Haugeberg calls Hellie “extraordinarily wise” in how he approached all of his priorities, and how he worked with constituencies (students, parents, faculty, alumni, donors) that have different ideas about how to lead a college. One of the ways he did that was to work with Haugeberg to refashion the Board of Trustees, recruiting more diverse members and new members with specific skillsets while turning it into a committee-oriented working board.
“Tom understood and appreciated how important an effective board could be,” Haugeberg says. “He worked extensively to develop a board. That, in and of itself, has been a real success of his presidency.”

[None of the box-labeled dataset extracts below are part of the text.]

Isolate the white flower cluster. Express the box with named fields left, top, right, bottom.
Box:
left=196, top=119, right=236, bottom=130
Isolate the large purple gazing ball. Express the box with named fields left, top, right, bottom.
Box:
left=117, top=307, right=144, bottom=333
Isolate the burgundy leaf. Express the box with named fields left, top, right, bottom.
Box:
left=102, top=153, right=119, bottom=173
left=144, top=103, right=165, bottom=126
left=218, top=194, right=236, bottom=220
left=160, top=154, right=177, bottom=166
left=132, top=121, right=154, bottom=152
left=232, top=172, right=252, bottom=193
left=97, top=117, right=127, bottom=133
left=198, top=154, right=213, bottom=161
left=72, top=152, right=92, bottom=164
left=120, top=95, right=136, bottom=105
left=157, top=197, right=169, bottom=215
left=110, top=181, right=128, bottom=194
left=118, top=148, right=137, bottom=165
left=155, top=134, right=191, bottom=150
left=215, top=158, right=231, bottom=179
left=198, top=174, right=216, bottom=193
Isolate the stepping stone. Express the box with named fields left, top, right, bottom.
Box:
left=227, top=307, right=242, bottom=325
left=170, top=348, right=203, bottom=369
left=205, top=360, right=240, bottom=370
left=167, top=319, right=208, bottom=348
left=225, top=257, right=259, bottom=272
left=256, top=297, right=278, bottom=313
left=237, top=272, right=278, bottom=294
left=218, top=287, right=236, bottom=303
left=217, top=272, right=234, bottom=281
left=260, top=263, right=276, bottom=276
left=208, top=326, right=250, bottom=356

Hellie also served on boards for CIC and other higher education organizations – guided by a core belief that independent colleges are better at some things than other types of universities. He was and is convinced that the personal attention, faculty mentoring and small classes help students who fall through the cracks in other settings find a way to succeed.
Sarah Flanagan, vice president in charge of government relations at the National Association of Independent Colleges and Universities (NAICU), calls Hellie “perhaps the best and most consistent president-lobbyist of the past two decades” for this sector of higher education. Hellie has said he will wait until after July 1 to decide on future commitments, but Flanagan says she will be encouraging him to remain active on boards and foundations in the years ahead.
“President Hellie has worked tirelessly to build relationships with the Senators and members of Congress from the Oregon delegation, and mentored their staffs on the needs of college families,” Flanagan says. “He is considered by NAICU to be among its strongest voices on Capitol Hill on behalf of students.”
Judith Block McLaughlin, educational chair at the Harvard Seminar for New Presidents, says looking back and evaluating a president’s administration is a tricky thing.
“For all colleges, these are incredibly competitive times,” McLaughlin says. “But overall, you have to look at an institution’s health like you would a person’s health. Someone may have slightly elevated blood pressure, but they don’t have other issues. Maybe they could lose a few pounds, but they’re still wonderfully healthy. An institution has to be viewed in its totality, like a person.”
The Hellie years at Linfield, says Dave Baca ’78, the current board chair, have been incredibly healthy.
“Choosing the right president is the most important thing a board does, and not an easy task,” Baca says. “Each president must contend with different challenges, as the college and the environment change over time. Tom has successfully led us through some of the most difficult times in recent memory.”
Looking back on the last dozen years, Hellie says he is profoundly grateful – to faculty members, trustees and staff, to alumni, friends and donors, to his predecessors.
“But,” he says, “I am especially grateful to our students for their ambition, enthusiasm, idealism and hope. Our students have motivated and inspired me, so to them I owe the most. It has been a great honor to serve as the president of Linfield College.”